My tasks vary. Having just launched my poetry collection last month, and finding myself in a writerly “terra incognita” of my own (between visits back and forth from my hometown of Toronto in Canada, where I first launched my book, and Philadelphia, where I’m currently looking to expand my audience) my work as a “writer” has become more curious: while the book itself is no longer being written, per se, the work of actively organizing and producing new opportunities for the book to get read across borders and amidst various literary circles has just begun.
I see readers as the co-creators of the books writers write. Apart from the occasional moment of internet wanderlust, social media sites have proven to be a necessary component of sharing my work with the world, alongside the work of my publicist at Inanna Publications. Quasi-luddite or not, I am very thankful for the magic of the internet.
I don’t think of myself as superstitious, but I do derive some comfort from checking things off a to-do list. I like to think my overachieving nature has given me a productive edge over life, and often my physical energy seems to exceed the limits and limiting space of writing at the desk. Along these lines, I think the idea of what writers do, is especially misunderstood. We sit at our desks but are ultimately nomadic. We may be more inclined to domesticity, but inside our minds are a whole set of other rooms that need to be tended to. Many of us, while city dwellers, are admirers of the sacred beauty of nature, live in the shadows of Thoreau.

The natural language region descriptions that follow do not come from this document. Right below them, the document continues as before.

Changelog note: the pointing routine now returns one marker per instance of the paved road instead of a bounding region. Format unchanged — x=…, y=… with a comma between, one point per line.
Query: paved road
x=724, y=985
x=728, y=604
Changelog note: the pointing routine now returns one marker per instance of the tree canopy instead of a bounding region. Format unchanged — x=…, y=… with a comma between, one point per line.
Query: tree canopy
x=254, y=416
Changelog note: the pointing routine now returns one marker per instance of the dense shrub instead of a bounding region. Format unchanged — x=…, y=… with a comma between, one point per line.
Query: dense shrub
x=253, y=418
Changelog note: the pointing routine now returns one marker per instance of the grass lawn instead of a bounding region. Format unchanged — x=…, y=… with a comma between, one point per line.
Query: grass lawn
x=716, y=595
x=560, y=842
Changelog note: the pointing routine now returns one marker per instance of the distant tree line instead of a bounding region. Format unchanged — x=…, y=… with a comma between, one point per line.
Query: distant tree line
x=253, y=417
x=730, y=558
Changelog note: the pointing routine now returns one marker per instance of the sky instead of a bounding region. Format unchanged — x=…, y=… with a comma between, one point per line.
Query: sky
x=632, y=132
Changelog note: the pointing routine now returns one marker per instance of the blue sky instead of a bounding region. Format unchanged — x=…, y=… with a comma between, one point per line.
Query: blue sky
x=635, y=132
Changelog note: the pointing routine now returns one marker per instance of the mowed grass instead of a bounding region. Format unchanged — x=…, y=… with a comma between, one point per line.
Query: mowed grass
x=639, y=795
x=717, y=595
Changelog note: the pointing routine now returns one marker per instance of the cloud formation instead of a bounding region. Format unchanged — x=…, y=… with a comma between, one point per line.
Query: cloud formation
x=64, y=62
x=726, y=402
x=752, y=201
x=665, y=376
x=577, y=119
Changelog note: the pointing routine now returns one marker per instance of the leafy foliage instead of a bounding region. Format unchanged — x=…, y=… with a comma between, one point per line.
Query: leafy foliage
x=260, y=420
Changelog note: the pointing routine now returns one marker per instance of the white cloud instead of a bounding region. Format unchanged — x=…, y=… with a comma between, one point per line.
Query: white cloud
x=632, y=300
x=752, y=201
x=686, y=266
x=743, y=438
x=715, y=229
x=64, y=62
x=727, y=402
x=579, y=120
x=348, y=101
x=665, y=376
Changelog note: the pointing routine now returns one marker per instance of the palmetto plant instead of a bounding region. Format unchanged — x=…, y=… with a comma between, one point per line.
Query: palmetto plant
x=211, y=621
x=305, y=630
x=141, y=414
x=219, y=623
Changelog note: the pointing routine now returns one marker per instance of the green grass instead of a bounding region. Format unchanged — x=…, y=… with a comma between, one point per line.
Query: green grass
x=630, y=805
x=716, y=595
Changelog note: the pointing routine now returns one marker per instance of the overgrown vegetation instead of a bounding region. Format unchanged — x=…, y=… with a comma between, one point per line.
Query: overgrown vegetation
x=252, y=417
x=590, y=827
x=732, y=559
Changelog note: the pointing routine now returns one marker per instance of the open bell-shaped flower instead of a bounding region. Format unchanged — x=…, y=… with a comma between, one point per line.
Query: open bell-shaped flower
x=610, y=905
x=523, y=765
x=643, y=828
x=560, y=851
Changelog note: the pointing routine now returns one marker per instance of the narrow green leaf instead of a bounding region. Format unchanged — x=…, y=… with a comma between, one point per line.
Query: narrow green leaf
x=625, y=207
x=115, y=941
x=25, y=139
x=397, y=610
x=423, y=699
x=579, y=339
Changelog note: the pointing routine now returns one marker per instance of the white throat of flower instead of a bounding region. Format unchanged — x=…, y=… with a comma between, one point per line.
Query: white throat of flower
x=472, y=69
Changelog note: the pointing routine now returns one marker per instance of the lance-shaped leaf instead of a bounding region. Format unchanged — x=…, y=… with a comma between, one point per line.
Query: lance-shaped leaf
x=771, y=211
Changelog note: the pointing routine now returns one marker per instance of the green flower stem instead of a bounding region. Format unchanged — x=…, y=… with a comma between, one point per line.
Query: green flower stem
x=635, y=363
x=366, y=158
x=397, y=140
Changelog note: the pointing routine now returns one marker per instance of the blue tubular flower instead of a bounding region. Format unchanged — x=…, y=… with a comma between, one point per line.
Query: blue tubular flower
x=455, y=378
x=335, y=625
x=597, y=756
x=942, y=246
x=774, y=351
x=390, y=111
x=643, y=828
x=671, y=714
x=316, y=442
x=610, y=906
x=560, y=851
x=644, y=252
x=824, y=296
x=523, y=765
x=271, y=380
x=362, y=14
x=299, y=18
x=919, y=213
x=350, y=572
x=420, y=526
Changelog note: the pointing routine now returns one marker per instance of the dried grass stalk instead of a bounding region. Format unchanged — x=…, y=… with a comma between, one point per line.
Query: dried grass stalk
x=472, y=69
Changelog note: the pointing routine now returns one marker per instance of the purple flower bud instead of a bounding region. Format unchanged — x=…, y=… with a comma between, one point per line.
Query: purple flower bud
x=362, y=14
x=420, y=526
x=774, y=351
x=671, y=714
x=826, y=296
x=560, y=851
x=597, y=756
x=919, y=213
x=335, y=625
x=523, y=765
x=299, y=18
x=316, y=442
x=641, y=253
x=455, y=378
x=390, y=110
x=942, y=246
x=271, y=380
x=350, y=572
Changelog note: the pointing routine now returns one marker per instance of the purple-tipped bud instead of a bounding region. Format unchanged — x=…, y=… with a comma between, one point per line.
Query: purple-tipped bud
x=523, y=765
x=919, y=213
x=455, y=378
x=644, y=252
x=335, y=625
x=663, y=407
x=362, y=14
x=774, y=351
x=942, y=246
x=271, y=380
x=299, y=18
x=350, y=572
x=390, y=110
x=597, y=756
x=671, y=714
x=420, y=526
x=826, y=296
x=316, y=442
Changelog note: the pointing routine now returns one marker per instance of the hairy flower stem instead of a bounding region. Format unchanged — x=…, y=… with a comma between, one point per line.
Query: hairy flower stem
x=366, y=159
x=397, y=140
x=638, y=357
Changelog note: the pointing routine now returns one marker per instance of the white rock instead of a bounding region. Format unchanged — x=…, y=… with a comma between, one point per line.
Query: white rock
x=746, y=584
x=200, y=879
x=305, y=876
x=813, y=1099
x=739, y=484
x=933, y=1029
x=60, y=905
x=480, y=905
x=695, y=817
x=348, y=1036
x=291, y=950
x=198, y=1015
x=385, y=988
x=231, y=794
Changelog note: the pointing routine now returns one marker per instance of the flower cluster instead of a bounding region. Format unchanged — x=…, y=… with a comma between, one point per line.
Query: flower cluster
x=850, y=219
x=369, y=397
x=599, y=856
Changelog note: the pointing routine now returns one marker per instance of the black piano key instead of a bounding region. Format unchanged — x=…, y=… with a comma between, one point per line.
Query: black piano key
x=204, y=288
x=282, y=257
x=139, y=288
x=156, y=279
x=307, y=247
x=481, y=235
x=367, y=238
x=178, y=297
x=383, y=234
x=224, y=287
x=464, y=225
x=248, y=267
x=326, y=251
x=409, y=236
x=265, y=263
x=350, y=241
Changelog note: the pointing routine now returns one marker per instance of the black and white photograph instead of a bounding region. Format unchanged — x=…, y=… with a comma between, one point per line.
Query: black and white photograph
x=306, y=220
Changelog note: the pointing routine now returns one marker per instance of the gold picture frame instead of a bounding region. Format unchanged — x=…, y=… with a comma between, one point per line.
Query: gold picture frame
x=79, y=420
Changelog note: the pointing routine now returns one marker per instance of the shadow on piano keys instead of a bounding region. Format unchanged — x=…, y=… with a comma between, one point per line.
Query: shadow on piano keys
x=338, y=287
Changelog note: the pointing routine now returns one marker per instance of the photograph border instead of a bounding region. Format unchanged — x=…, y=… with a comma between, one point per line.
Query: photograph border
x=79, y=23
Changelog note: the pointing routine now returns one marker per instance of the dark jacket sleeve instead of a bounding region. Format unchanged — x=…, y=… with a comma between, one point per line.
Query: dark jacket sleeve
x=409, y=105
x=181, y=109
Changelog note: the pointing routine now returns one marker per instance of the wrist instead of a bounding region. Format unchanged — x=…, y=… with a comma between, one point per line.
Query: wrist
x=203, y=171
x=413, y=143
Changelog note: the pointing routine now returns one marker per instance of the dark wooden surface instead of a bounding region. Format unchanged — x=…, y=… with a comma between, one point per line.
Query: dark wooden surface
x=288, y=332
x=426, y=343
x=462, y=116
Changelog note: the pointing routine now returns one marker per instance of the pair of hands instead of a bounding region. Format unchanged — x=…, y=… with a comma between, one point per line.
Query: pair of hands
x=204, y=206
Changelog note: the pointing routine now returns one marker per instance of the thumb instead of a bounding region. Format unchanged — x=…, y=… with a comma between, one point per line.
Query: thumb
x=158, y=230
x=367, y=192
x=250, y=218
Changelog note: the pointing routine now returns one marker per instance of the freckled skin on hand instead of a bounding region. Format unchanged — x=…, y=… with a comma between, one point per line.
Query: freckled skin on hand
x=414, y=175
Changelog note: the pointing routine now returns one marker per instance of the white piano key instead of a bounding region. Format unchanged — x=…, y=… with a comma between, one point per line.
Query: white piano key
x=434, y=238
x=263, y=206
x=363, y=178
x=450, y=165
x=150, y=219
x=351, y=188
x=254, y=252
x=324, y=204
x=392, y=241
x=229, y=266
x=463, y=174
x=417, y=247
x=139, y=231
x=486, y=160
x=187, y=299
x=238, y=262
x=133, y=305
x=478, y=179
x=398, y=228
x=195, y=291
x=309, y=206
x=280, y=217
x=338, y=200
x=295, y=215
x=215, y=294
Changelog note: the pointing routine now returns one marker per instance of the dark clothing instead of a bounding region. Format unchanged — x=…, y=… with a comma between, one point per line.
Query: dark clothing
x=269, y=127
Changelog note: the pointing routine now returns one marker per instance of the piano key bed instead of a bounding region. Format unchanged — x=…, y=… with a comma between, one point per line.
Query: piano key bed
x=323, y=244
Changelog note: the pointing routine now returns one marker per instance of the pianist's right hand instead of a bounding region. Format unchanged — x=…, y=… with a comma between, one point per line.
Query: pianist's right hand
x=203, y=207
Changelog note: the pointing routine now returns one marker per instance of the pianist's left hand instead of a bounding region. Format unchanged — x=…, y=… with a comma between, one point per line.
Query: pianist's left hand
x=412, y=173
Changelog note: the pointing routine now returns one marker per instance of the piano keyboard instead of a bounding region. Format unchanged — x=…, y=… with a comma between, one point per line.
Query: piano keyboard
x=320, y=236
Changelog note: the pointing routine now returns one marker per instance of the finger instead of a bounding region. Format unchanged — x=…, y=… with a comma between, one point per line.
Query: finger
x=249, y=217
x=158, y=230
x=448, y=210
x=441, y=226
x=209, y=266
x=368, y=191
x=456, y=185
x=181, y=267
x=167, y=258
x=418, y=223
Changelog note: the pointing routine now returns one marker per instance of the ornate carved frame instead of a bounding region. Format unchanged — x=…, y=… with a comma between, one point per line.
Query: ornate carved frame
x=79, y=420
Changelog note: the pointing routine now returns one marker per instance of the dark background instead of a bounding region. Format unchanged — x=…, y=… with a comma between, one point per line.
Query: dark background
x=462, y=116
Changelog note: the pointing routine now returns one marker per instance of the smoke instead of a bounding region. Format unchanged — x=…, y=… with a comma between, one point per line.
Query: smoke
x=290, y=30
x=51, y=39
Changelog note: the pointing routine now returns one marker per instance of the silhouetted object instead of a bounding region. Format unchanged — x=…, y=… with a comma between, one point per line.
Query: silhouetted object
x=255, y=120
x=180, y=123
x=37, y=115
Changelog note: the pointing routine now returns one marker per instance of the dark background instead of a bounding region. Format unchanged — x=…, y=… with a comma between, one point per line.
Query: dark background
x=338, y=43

If this sounds too romantic or strange, it is; it is a strange world writers inhabit, being both in the world but ultimately part of several. I try not to let “later” things interrupt my morning flow; phone calls, bills, repairs, shopping, cooking, and all without a car; because being present is most important to me in the early hours, especially if I have somewhere I need to be later on. Even if I find myself contending with a prodigious supply of creative or kinetic energy, or the opposite - feeling less-than-lucid, or more tired than usual, a burn-out on the horizon - I try to hold onto a meditative perspective in the morning. This could be actual meditation as an exercise, or light reading, or quiet, positive, deep thinking; in any case, it always means reminding myself to carpe diem.